In my experience, it is because feature bloat is a root cause of problems rather than a direct problem that it useful to think of it separately.
In addition to the potential problems for the end user listed in the original question, feature bloat can have significant maintenance cost. When adding a new feature it's important to not only consider the cost of developing that feature, but maintaining it over the lifetime of the product. The oft-quoted rule of thumb is that time spent on a feature is 20% development and 80% maintenance, but in the real world it varies widely depending on feature complexity and degree of interaction with other features.
There are two meanings of this:
First is not about technical shortcomings, it's about user experience. Unnecessary features make it harder for user to figure out the application. User will perceive application as too complicated and will not know how to do basic stuff.
Second is that having too many rarely used features makes software bloated in terms of memory and disk footprint. That's why in lot of applications you have plugins instead, which can be installed only when you actually intent to use them.
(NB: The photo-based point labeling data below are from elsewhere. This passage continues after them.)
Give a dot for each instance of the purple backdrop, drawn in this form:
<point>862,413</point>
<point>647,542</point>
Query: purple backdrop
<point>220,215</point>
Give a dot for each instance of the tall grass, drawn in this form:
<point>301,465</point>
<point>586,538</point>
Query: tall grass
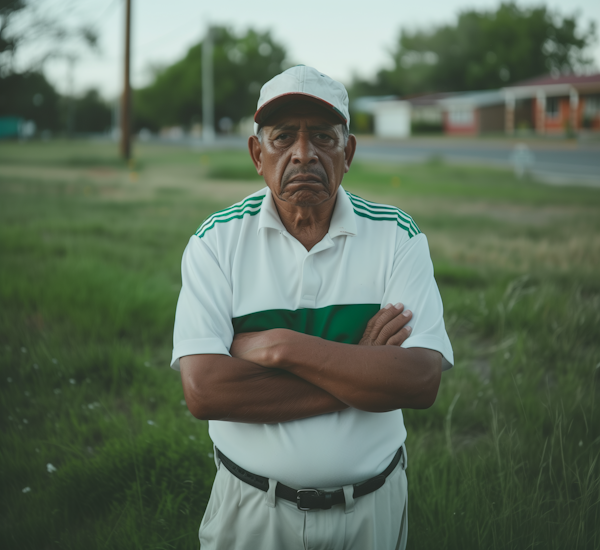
<point>98,449</point>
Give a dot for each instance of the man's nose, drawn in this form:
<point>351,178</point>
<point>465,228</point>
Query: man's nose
<point>304,152</point>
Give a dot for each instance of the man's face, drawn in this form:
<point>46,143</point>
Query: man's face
<point>302,156</point>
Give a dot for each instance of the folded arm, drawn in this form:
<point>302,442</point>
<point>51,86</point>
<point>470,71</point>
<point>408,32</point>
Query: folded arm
<point>219,387</point>
<point>280,375</point>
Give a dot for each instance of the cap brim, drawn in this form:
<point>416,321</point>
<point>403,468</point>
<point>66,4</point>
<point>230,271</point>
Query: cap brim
<point>269,107</point>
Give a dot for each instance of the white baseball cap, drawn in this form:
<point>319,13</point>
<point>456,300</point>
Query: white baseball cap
<point>302,83</point>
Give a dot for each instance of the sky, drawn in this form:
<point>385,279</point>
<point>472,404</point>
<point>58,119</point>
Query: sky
<point>339,37</point>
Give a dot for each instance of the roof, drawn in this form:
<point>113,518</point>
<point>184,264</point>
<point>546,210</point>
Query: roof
<point>548,79</point>
<point>428,99</point>
<point>474,99</point>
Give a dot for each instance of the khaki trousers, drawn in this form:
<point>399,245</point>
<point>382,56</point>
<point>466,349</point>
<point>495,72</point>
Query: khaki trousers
<point>241,517</point>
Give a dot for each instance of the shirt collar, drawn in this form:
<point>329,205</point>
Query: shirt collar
<point>343,221</point>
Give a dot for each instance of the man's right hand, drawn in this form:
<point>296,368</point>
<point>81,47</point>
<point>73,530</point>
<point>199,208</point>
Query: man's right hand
<point>387,327</point>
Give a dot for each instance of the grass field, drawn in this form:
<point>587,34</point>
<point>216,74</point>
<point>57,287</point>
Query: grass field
<point>98,449</point>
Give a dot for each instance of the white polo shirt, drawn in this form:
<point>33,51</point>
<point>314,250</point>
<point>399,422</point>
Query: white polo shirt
<point>243,272</point>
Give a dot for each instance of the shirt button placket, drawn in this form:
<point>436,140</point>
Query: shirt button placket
<point>308,291</point>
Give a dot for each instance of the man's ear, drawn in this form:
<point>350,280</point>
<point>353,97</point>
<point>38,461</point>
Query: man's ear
<point>349,151</point>
<point>255,153</point>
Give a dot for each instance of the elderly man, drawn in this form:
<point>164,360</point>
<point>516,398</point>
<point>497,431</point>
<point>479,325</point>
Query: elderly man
<point>307,319</point>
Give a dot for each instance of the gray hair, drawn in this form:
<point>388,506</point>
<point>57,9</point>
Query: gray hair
<point>345,132</point>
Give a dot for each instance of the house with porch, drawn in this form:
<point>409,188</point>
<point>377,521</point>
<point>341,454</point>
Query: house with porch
<point>553,105</point>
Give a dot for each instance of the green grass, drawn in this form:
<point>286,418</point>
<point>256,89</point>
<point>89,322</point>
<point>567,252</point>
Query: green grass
<point>507,458</point>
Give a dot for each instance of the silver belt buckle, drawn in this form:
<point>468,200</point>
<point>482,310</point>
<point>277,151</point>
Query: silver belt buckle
<point>298,496</point>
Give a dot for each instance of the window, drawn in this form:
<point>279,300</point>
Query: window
<point>552,107</point>
<point>461,117</point>
<point>591,105</point>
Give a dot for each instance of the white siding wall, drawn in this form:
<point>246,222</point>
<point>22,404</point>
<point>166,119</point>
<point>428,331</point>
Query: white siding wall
<point>392,119</point>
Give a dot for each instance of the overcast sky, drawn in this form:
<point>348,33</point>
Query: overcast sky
<point>338,37</point>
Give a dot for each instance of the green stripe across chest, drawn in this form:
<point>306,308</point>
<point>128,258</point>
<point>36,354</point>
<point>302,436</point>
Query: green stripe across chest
<point>340,323</point>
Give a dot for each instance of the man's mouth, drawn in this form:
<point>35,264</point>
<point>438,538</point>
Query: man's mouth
<point>308,178</point>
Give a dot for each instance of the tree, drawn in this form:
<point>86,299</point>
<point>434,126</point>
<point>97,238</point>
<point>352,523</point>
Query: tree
<point>32,97</point>
<point>26,23</point>
<point>38,28</point>
<point>484,50</point>
<point>241,65</point>
<point>92,114</point>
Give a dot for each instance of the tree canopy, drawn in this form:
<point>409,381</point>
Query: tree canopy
<point>241,65</point>
<point>484,49</point>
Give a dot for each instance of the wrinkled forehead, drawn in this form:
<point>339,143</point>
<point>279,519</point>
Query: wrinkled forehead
<point>294,113</point>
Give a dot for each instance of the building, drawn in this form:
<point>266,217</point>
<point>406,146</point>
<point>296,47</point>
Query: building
<point>473,113</point>
<point>391,119</point>
<point>553,104</point>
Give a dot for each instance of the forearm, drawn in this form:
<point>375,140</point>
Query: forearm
<point>218,387</point>
<point>376,379</point>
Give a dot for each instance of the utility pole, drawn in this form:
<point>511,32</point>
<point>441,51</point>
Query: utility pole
<point>208,95</point>
<point>126,99</point>
<point>71,106</point>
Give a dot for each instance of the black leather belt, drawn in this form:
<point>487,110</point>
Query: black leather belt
<point>310,499</point>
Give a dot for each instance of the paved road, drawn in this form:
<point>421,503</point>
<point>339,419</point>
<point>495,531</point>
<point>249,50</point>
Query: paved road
<point>560,162</point>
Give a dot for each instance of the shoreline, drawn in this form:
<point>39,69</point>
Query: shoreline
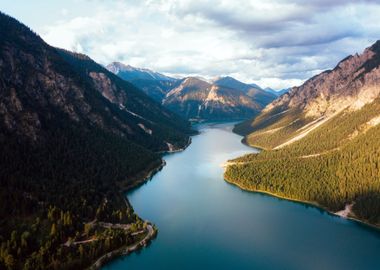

A very similar term is "feature creep". vartec's answer is a better explanation of "feature bloat" but you should also know what "feature creep" means.
Basically, as a project evolves there is often a tendency for more features to be added to the project. This becomes a serious planning problem, as it is impossible to ever finish a project that keeps changing and increasing in scope.
Where "feature bloat" connotes more of a user experience problem, "feature creep" is more of a scheduling problem.
I think software bloat and feature bloat are two differentt things.
A particular feature could be implemented with less code, so it's not the feature but the software that is the root of the cause. Developers need to be constantly reminded to not add features that weren't requested.
It's tempting to jump all over the number of user requests. Sure they can ask too much relative to the development resources available, but programmers often add features of their own. Developers tend to bring a bazooka to a mosquito hunt.